As Latin American program coordinator at the National Museum of the American Indian’s Film and Video Center (FVC), I was pleasantly surprised that the 53rd International Film Seminar included indigenous video from Mexico. The FVC presents –
and therefore engages in the representation of – contemporary indigenous views and voices from Latin America in the unlikely forum of a national museum in the United States. The implicit task of such media at a Flaherty Seminar is the opportunity to question dominant misconceptions that continue to encapsulate the often collective and underestimated production of “otherized” cultural constituencies.
South of the Other acknowledged the distortions in historic and colonial constructions of otherness in film, and strove to articulate alternative curatorial models for the presentation of a multiplicity of narratives and visions from the alleged borders, edges, undersides and seams of mainstream media and traditional ethnography.
The selection of artists and works for the 53rd version of the IFS included experimental documentaries that subverted traditional notions of the genre – blending subjectivity, immersing the camera in the scene, and giving voice to characters that we rarely get to hear speak. The works of director Dante Cerano brought us deadly agency from within a cornfield (Xanini, 1999), and an intimate chronicling of a traditional post-wedding ceremony (Dia 2), where a woman taps the camera lens as she dances down a street in Mexico – it is a casual act of acknowledging the recording taking place; the filmmaker is there, we are there, and she knows it. We have been greeted, pulled into the moment; we are a part of the act.
Rich discussions followed the screenings, ranging from the ethical to the aesthetic. We heard of the filmmakers’ challenges with the nuances of representation and also their desire to accurately reflect and stage traditional stories – along with the struggle to put forth a personal creative vision, sometimes in the light of daunting and harsh realities.

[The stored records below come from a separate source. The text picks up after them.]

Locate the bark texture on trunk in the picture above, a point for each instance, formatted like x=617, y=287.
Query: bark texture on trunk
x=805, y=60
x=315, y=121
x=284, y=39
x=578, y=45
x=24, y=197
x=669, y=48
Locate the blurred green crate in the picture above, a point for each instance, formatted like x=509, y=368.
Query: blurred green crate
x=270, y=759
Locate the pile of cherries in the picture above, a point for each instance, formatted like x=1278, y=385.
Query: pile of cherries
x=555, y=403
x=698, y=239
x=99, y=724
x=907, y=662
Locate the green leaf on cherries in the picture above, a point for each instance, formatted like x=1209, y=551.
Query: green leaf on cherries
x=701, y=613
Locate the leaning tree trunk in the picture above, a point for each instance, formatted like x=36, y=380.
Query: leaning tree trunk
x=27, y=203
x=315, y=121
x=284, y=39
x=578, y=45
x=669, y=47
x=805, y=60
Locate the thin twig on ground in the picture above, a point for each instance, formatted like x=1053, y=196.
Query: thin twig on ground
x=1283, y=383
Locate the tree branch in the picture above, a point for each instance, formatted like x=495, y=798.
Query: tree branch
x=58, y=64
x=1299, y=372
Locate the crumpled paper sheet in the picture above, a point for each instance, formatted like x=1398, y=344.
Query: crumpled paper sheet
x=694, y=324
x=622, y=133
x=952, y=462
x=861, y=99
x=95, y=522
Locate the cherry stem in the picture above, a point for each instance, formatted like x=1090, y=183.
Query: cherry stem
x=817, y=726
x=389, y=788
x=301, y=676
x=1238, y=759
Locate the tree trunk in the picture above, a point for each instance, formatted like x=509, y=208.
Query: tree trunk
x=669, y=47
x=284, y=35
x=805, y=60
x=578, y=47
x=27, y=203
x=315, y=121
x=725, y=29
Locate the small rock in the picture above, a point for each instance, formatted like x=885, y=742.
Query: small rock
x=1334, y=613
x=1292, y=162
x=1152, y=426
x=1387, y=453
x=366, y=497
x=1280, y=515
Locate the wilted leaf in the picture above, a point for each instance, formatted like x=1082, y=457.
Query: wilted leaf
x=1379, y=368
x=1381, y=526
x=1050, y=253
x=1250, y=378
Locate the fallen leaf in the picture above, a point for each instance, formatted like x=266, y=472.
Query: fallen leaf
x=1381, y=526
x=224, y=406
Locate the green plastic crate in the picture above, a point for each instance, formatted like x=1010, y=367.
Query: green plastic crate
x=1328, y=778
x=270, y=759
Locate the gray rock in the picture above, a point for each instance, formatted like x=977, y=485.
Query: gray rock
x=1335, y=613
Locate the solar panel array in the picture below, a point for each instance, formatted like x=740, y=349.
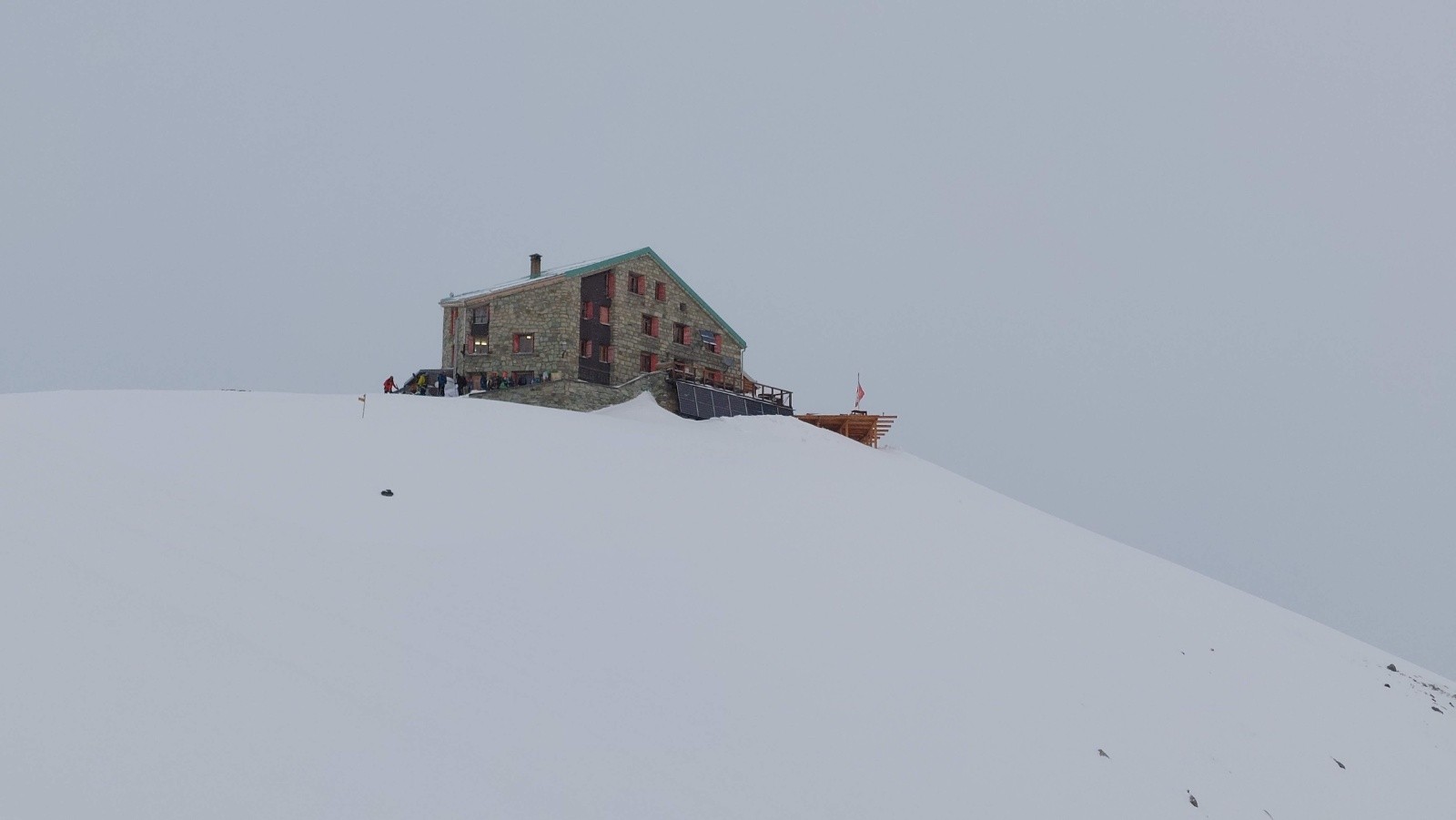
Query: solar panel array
x=698, y=400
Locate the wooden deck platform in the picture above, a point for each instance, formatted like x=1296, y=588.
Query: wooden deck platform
x=863, y=427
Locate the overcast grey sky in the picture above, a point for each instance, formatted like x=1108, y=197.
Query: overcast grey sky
x=1179, y=274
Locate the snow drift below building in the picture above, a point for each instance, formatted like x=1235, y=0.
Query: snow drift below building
x=207, y=609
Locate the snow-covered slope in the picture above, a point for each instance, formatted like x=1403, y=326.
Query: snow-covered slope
x=207, y=609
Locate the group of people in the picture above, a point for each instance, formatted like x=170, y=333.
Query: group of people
x=422, y=385
x=444, y=383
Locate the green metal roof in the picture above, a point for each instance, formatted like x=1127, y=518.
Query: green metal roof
x=584, y=268
x=612, y=261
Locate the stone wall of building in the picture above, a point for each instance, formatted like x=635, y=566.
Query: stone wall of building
x=628, y=310
x=584, y=397
x=546, y=310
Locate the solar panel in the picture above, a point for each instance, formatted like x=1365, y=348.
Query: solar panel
x=698, y=400
x=688, y=400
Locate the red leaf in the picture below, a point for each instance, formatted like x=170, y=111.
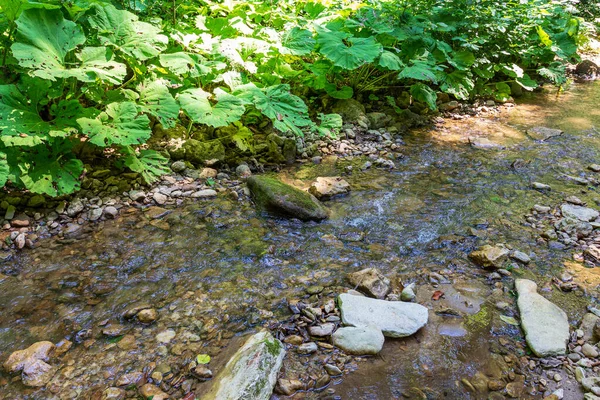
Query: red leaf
x=437, y=294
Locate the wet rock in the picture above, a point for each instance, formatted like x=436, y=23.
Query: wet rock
x=408, y=293
x=328, y=187
x=252, y=372
x=178, y=166
x=546, y=326
x=19, y=359
x=307, y=348
x=243, y=171
x=370, y=281
x=542, y=133
x=289, y=386
x=321, y=330
x=490, y=256
x=37, y=373
x=393, y=318
x=272, y=195
x=361, y=340
x=150, y=391
x=580, y=213
x=113, y=393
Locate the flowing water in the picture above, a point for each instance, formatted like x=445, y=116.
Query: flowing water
x=216, y=269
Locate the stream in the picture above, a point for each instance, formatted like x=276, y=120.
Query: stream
x=216, y=269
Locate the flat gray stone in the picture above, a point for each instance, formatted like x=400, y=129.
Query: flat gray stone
x=393, y=318
x=252, y=371
x=363, y=340
x=580, y=213
x=546, y=326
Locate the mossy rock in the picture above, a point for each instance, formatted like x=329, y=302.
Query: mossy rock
x=274, y=196
x=198, y=152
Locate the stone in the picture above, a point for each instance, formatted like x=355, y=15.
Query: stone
x=159, y=198
x=328, y=187
x=546, y=326
x=362, y=340
x=580, y=213
x=321, y=330
x=252, y=371
x=19, y=359
x=243, y=171
x=204, y=194
x=166, y=336
x=520, y=256
x=150, y=391
x=147, y=316
x=370, y=281
x=393, y=318
x=178, y=166
x=274, y=196
x=490, y=256
x=111, y=212
x=589, y=351
x=408, y=293
x=542, y=133
x=37, y=373
x=307, y=348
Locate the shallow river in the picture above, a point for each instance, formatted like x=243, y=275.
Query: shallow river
x=216, y=269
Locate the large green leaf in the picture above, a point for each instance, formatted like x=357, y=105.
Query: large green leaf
x=120, y=124
x=148, y=163
x=45, y=41
x=345, y=50
x=123, y=30
x=50, y=170
x=155, y=99
x=196, y=104
x=298, y=41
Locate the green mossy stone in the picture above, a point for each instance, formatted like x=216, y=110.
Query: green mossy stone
x=275, y=196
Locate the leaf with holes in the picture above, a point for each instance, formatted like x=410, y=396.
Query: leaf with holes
x=148, y=163
x=122, y=30
x=345, y=50
x=196, y=104
x=156, y=100
x=120, y=124
x=51, y=170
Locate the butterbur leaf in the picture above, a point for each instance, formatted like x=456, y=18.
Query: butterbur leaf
x=424, y=94
x=122, y=30
x=120, y=124
x=156, y=100
x=345, y=50
x=299, y=41
x=196, y=104
x=51, y=170
x=148, y=163
x=202, y=358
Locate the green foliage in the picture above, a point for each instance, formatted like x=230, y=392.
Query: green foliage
x=101, y=73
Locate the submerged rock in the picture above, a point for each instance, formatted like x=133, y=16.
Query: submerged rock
x=363, y=340
x=545, y=324
x=252, y=371
x=328, y=187
x=370, y=281
x=490, y=256
x=393, y=318
x=275, y=196
x=580, y=213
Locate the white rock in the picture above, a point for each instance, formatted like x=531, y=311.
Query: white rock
x=546, y=326
x=252, y=372
x=359, y=340
x=581, y=213
x=393, y=318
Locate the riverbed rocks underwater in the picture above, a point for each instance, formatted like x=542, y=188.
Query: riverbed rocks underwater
x=457, y=259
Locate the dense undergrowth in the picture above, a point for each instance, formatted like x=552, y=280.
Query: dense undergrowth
x=89, y=74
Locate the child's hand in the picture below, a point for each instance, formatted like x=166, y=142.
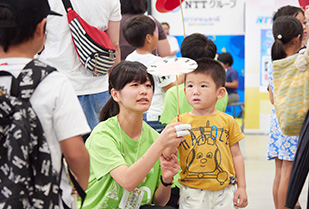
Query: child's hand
x=169, y=167
x=240, y=198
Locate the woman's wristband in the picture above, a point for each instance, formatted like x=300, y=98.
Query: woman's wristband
x=165, y=184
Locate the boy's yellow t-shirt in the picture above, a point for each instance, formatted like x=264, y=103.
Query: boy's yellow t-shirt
x=205, y=158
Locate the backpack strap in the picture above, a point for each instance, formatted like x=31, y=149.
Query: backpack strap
x=14, y=84
x=67, y=5
x=30, y=77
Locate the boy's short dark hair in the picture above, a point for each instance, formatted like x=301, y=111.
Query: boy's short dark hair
x=133, y=6
x=137, y=28
x=288, y=11
x=212, y=68
x=197, y=46
x=18, y=20
x=226, y=58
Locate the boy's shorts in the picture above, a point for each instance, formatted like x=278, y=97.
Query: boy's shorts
x=204, y=199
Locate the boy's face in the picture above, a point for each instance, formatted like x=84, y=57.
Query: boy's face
x=202, y=93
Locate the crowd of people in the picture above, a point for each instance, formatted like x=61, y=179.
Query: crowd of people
x=119, y=133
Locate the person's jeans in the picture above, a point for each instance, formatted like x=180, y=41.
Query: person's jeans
x=92, y=105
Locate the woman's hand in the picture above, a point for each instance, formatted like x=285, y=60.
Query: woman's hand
x=169, y=167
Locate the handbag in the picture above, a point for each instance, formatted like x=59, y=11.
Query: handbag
x=94, y=47
x=291, y=92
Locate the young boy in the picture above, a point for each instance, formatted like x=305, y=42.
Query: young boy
x=140, y=32
x=22, y=35
x=194, y=46
x=210, y=158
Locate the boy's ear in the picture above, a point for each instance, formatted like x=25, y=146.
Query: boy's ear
x=221, y=93
x=40, y=28
x=115, y=95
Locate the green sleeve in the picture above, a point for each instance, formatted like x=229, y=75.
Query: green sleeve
x=104, y=151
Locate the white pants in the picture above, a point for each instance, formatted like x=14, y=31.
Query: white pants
x=191, y=198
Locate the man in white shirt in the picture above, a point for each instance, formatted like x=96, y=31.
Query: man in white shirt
x=59, y=51
x=22, y=35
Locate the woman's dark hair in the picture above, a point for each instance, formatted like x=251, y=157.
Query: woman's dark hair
x=136, y=28
x=197, y=46
x=285, y=29
x=12, y=36
x=133, y=6
x=122, y=74
x=226, y=58
x=288, y=11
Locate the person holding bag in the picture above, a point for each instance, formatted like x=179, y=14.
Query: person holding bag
x=92, y=91
x=287, y=32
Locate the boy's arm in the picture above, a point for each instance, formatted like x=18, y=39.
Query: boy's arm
x=240, y=196
x=77, y=157
x=169, y=169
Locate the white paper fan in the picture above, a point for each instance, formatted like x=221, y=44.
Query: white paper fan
x=172, y=66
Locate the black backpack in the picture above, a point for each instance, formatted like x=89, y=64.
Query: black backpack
x=27, y=177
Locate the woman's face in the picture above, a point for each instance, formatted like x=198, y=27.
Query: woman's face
x=135, y=96
x=303, y=21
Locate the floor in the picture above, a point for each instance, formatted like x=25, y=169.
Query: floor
x=260, y=173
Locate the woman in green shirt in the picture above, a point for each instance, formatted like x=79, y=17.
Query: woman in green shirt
x=127, y=169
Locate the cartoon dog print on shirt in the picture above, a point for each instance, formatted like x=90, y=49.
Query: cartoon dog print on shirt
x=204, y=158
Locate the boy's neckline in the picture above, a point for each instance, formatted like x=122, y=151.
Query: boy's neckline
x=211, y=114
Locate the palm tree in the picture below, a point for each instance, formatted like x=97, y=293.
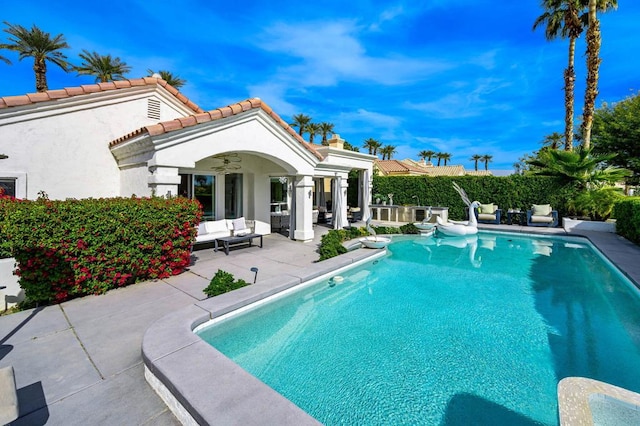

The South of the Other approach to cinema walks the line of avoiding a survey-style retrospective of third cinema, while finding the generative threads that hold personal stories of displacement, intervention and resilience together. Works that expose the relationships between the artists, their communities, and the contexts in which they were produced are much more tactile and allow the audience to engage the themes, rather than simply absorb them. Alternative models, not only in content, but of agency and curatorship, provide the context through which we see ourselves in the films we watch.